You do not have to allow any law enforcement officer or agent to enter your home or office, unless they have a search warrant.
Agents must have a search warrant to enter your house, except in an emergency situation (in hot pursuit of a suspect to a crime). Even with a search warrant, you are under no obligation to answer any questions without a lawyer present. Make it clear to the agent that you do not consent to the search so that they cannot go beyond what the warrant authorizes.
You are not obligated to immediately speak to an FBI agent. Ask the agent for his or her contact information so that you will be able to get back in touch with them later.
If you are visited in person, ask for a business card. The agent must provide you his or her contact information upon your request.
You have a Constitutional right to remain silent.
It is not a crime to refuse to answer questions. You do not have to talk to anyone, even if you have been arrested or are in jail. You should affirmatively and unambiguously state that you wish to remain silent and that you wish to consult an attorney. Once you make the request to speak to a lawyer, do not say anything else. If you have already answered some questions, you can refuse to answer other questions until you have a lawyer. Depending on state laws, you may have to provide your name for identity purposes.
Enter an interview with the understanding that the interviewee has absolute discretion as to what questions to answer.
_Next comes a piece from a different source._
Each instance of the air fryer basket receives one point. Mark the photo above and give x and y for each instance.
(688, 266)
For example, one may choose to answer questions about their neighborhood or activity they may deem suspicious and yet refuse to answer any questions regarding their immigration status.
It is illegal for law enforcement to perform any stops, searches, detentions or removals based solely on your race, national origin, religion, sex or ethnicity.
This also applies at airports, your place of employment, educational institutions, and private and/or public forums.